Here's how they work:
1. Sensing the Fault:
* Overload: When the current flowing through the circuit exceeds the breaker's rated capacity for an extended period, it generates heat.
* Short Circuit: A direct connection between two wires (without any resistance) causes a sudden surge of current, far exceeding the normal load.
2. Activation Mechanism:
* Bimetallic Strip: Circuit breakers often employ a bimetallic strip. This strip is made of two different metals with differing thermal expansion rates. When heated by excessive current, the strip bends, triggering the breaker mechanism.
* Electromagnet: A coil of wire, when energized by high current, creates a magnetic field. This magnetic field attracts a movable armature, interrupting the circuit.

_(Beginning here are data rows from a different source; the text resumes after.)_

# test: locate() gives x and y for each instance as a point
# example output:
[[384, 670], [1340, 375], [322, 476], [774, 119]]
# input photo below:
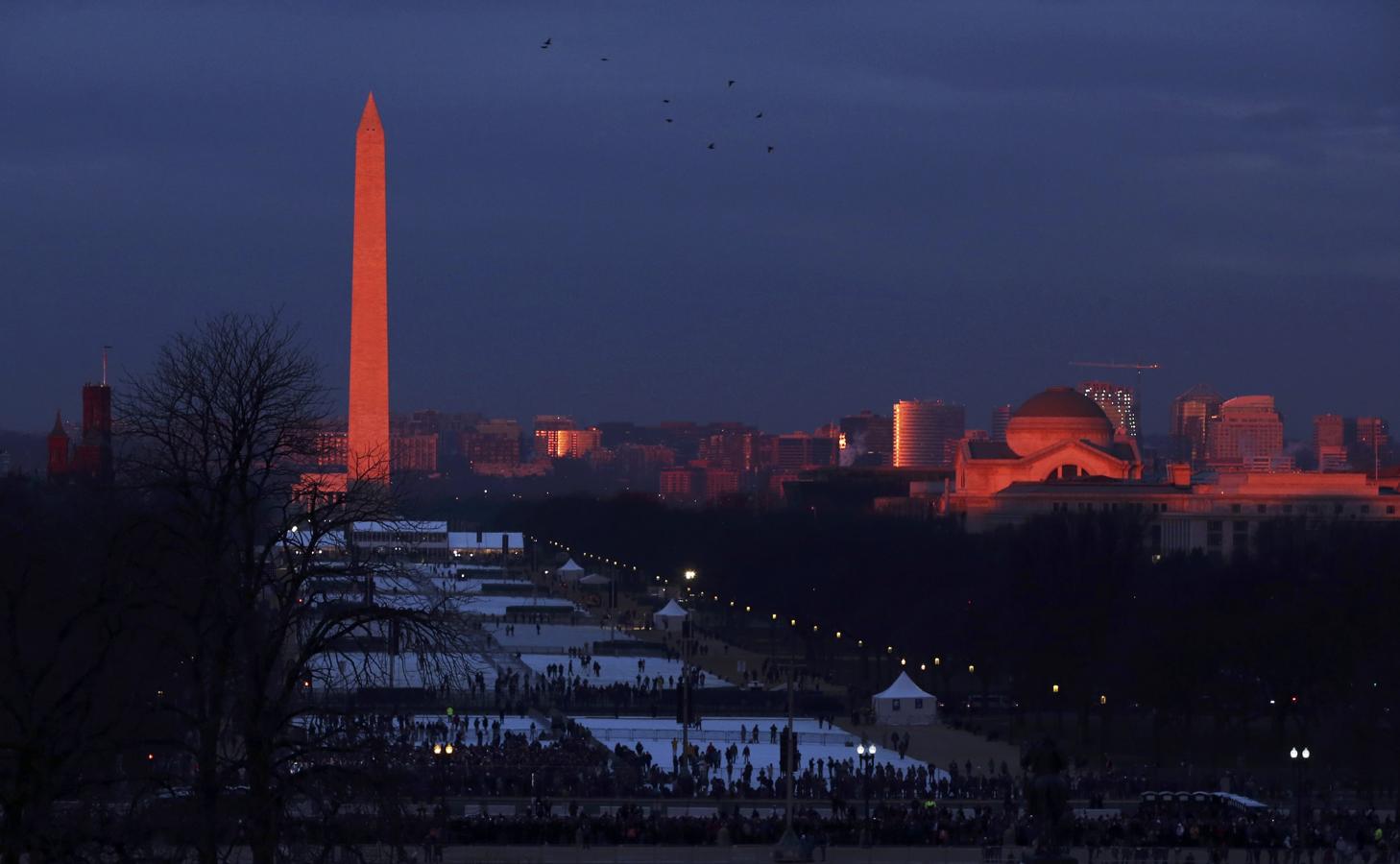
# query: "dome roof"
[[1060, 402]]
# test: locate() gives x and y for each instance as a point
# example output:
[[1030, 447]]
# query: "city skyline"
[[547, 226]]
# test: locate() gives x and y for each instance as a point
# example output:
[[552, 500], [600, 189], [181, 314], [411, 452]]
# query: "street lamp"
[[1299, 759], [867, 755]]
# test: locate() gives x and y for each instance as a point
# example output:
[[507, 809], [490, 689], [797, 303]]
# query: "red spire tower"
[[369, 433], [58, 448]]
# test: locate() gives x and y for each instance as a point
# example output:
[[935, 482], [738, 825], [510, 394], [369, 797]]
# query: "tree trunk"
[[206, 790], [262, 803], [14, 833]]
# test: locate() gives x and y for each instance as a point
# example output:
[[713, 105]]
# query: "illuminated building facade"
[[1000, 416], [1061, 457], [926, 433], [1330, 442], [59, 444], [1119, 403], [492, 443], [92, 455], [795, 451], [415, 454], [1192, 414], [558, 437], [868, 440], [1372, 444], [1247, 434]]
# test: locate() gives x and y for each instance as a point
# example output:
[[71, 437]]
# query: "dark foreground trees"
[[161, 638], [220, 432]]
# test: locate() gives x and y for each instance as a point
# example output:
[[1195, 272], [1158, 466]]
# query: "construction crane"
[[1137, 388]]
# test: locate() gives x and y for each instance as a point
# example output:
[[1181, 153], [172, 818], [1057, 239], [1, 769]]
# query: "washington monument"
[[369, 433]]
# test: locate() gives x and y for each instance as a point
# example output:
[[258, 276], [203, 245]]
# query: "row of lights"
[[904, 661]]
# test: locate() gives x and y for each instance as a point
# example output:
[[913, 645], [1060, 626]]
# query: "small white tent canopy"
[[669, 616], [905, 703]]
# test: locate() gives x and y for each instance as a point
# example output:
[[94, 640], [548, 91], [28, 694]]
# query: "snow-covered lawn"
[[379, 669], [495, 604], [656, 735], [616, 669], [553, 636]]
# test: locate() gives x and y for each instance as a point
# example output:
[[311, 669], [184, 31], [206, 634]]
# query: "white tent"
[[669, 616], [905, 703]]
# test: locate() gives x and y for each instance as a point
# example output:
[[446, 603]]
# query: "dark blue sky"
[[963, 196]]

3. Interrupting the Circuit:
* Mechanical Switch: Once the sensing mechanism is activated, a mechanical switch within the breaker opens, breaking the circuit.
* Arc Quenching: The sudden interruption of current can cause an electric arc, which is a sustained flow of electricity through the air. Circuit breakers use various techniques to extinguish this arc, such as:
* Air Gaps: A small air gap is created within the breaker to interrupt the arc.

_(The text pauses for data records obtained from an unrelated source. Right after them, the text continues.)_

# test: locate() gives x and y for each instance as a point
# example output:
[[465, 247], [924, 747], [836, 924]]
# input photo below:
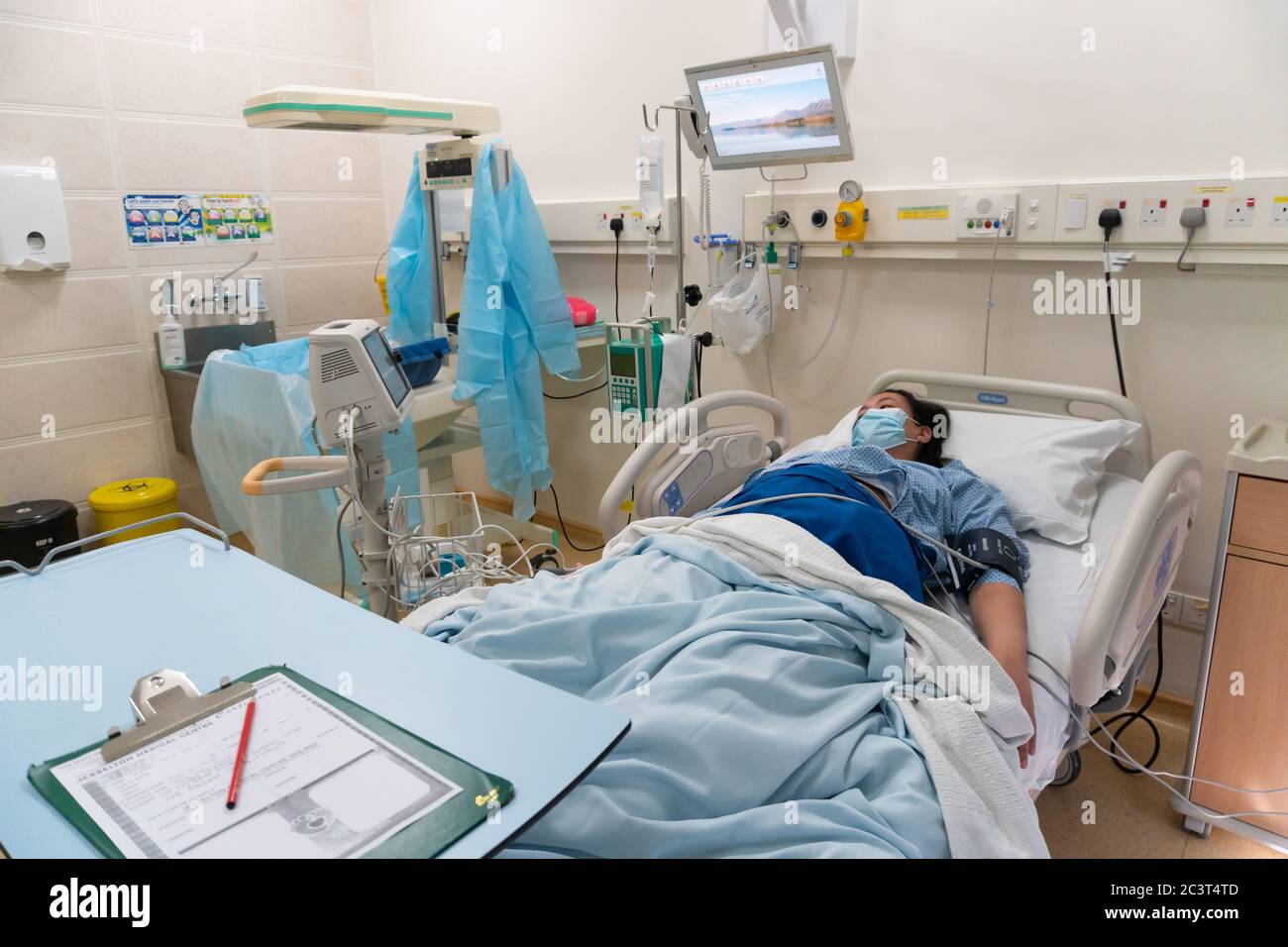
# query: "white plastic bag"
[[741, 311]]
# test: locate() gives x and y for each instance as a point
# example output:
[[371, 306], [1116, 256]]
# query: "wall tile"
[[71, 11], [339, 29], [316, 161], [218, 21], [274, 69], [333, 227], [189, 157], [76, 392], [56, 313], [178, 467], [43, 65], [69, 466], [97, 228], [78, 146], [330, 291], [158, 76]]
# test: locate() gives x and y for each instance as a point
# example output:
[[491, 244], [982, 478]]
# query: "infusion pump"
[[352, 367], [447, 165]]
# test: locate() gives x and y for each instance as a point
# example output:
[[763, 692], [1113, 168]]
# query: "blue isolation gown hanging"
[[513, 312]]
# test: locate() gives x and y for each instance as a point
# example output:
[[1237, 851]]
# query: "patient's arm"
[[997, 613]]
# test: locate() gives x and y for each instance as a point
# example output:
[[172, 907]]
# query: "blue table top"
[[128, 609]]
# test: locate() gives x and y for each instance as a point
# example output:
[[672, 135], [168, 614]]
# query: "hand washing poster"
[[232, 218], [163, 219], [197, 219]]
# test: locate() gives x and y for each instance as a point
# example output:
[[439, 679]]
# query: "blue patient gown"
[[513, 311]]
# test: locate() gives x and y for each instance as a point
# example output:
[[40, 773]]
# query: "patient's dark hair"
[[934, 416]]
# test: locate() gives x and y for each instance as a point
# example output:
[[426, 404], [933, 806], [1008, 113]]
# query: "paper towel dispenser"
[[33, 221]]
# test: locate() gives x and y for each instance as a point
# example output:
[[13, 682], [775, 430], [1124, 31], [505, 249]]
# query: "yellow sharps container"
[[132, 501]]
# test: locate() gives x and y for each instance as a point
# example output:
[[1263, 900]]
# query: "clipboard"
[[174, 703]]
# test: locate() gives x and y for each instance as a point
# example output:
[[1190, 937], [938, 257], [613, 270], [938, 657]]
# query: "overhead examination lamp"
[[360, 390]]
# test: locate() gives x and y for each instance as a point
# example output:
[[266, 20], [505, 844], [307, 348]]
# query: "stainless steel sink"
[[198, 342]]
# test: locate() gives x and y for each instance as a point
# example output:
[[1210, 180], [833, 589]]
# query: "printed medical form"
[[316, 785]]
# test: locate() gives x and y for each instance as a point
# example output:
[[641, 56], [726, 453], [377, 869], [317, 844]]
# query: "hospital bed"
[[1090, 616]]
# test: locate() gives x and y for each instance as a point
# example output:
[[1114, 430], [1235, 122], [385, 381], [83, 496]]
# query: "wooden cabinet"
[[1243, 732], [1239, 733]]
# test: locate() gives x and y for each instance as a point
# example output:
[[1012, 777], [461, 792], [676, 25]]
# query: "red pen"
[[241, 754]]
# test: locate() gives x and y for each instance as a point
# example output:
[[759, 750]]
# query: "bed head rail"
[[990, 393]]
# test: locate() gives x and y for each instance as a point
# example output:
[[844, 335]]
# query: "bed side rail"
[[694, 416], [1009, 395], [1136, 578]]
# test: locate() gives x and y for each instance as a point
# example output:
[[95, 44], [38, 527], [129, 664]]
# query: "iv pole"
[[681, 307]]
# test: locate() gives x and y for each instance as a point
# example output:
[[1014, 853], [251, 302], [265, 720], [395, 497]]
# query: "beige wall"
[[1000, 95], [129, 95]]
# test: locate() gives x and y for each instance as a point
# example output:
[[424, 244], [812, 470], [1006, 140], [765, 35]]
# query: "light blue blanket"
[[760, 712]]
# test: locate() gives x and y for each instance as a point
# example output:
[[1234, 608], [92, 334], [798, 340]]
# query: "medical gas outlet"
[[987, 215], [850, 223]]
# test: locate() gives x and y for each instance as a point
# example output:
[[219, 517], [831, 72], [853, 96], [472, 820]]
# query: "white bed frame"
[[1134, 579]]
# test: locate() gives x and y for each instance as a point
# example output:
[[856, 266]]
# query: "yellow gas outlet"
[[850, 221]]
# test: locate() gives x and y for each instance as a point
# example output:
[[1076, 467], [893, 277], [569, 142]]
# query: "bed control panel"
[[703, 471]]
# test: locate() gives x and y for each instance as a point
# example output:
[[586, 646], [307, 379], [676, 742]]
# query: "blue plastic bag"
[[410, 279], [513, 311], [257, 403]]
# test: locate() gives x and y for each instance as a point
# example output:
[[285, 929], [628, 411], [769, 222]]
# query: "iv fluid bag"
[[648, 171]]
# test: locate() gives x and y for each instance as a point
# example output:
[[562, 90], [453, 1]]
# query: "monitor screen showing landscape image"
[[787, 108]]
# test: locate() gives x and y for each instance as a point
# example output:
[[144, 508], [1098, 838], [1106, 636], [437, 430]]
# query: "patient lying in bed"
[[896, 472]]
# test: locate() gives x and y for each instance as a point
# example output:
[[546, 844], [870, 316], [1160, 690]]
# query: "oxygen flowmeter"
[[850, 223]]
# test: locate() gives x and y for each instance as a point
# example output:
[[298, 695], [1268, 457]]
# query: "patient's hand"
[[997, 613], [1025, 688]]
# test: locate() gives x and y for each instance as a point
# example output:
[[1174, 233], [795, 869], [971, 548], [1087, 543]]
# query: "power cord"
[[1111, 219], [1192, 218], [563, 526], [1131, 716]]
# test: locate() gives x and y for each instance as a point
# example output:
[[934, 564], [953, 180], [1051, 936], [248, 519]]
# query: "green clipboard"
[[424, 838]]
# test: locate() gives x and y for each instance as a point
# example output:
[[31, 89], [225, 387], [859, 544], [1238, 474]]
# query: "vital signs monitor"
[[352, 367]]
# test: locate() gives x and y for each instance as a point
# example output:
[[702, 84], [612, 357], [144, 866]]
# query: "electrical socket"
[[1194, 611], [1185, 609], [1153, 213]]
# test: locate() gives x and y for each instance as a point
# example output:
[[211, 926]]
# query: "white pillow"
[[1047, 470]]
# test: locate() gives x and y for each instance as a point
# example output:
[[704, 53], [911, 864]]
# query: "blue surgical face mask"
[[881, 427]]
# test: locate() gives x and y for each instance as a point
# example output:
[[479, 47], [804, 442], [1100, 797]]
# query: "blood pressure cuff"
[[992, 549]]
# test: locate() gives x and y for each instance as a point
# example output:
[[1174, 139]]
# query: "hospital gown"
[[940, 501]]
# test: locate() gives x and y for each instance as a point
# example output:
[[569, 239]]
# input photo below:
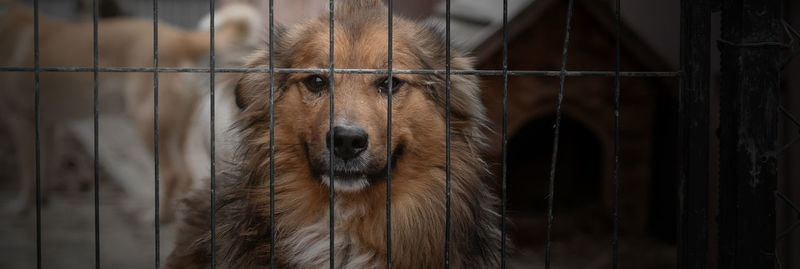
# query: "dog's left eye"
[[383, 84], [316, 83]]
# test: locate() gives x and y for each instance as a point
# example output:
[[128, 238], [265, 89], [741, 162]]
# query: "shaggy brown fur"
[[418, 184]]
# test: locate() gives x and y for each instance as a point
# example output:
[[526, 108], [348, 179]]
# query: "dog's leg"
[[22, 137]]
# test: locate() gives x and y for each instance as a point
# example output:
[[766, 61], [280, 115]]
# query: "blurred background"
[[583, 193]]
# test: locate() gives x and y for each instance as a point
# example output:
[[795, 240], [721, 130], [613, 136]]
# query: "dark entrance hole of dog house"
[[579, 174]]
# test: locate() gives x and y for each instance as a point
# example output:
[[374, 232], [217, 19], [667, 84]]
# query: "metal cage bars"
[[505, 72]]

* Arc Chutes: A chamber designed to guide and cool the arc, extinguishing it.
* Magnetic Blowout Coils: These coils create a magnetic field that forces the arc away from the contacts.
4. Resetting:
* After a breaker trips, it must be reset manually. This resets the sensing mechanism and allows the circuit to be restored.
* Delayed Reset: Some breakers have a delay mechanism to prevent immediate re-energizing of the circuit after a fault, allowing the system to cool down.

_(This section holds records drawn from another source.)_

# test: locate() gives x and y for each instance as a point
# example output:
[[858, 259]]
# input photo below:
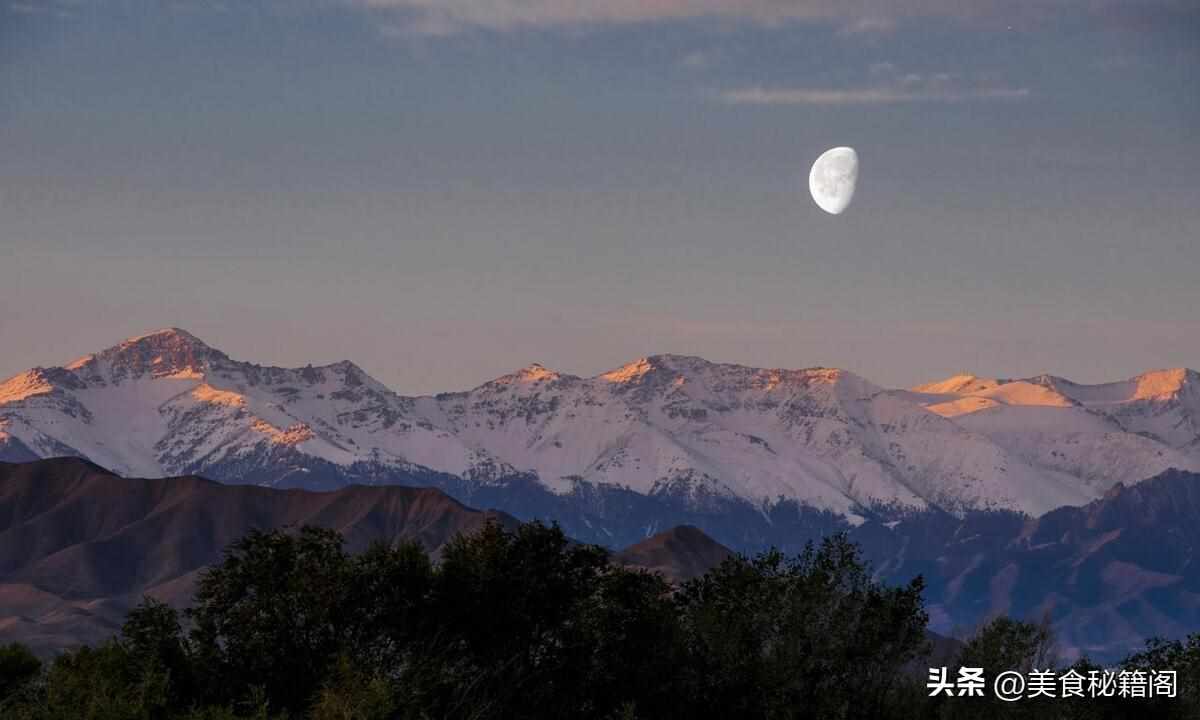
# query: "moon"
[[833, 179]]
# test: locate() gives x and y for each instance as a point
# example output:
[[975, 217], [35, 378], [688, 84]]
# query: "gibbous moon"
[[833, 178]]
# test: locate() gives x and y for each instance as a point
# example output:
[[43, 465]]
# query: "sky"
[[444, 191]]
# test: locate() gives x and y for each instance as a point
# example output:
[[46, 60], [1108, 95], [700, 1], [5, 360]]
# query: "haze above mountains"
[[675, 426]]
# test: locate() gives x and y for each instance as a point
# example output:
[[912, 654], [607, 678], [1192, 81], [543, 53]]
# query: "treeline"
[[527, 624]]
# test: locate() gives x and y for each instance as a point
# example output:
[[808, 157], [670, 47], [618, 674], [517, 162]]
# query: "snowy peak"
[[1165, 384], [168, 353], [678, 425], [532, 373], [959, 384]]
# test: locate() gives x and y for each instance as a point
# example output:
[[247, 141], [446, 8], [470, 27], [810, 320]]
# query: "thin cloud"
[[792, 96], [852, 17]]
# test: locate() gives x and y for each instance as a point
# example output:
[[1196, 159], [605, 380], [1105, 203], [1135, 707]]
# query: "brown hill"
[[79, 545], [681, 553]]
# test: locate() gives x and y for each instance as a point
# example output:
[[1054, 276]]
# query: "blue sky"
[[447, 191]]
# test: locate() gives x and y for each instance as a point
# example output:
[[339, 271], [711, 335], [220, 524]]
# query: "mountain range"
[[79, 546], [663, 441]]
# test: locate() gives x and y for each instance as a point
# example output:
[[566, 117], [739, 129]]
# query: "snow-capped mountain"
[[167, 403]]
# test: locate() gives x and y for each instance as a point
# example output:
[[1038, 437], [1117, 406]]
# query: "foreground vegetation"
[[527, 624]]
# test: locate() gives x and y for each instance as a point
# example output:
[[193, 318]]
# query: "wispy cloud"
[[888, 85], [863, 96], [852, 17], [696, 60]]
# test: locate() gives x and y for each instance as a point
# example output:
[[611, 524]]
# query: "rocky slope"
[[678, 431]]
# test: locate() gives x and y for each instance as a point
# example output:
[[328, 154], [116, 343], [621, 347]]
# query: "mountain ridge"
[[166, 403]]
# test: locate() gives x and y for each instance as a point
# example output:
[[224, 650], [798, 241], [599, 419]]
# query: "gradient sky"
[[445, 191]]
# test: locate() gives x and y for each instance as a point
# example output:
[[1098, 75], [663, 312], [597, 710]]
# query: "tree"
[[274, 613], [18, 670], [809, 636]]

Key Features of Circuit Breakers:
* Trip Rating: This indicates the maximum current the breaker can handle before tripping.
* Interrupting Capacity: This specifies the maximum fault current the breaker can safely interrupt.
* Types: Circuit breakers come in various types, such as:
* Molded Case Circuit Breakers (MCCB): Commonly used in residential and light commercial applications.
* Air Circuit Breakers (ACB): Used for higher voltage and current applications.
* Vacuum Circuit Breakers (VCB): Designed for high voltage and high fault currents.
In summary, automatic circuit breakers are essential safety devices that protect electrical circuits by interrupting the flow of electricity when a fault occurs. They function by sensing excessive current, triggering a mechanical switch to break the circuit, and using arc quenching techniques to safely extinguish any electric arcs.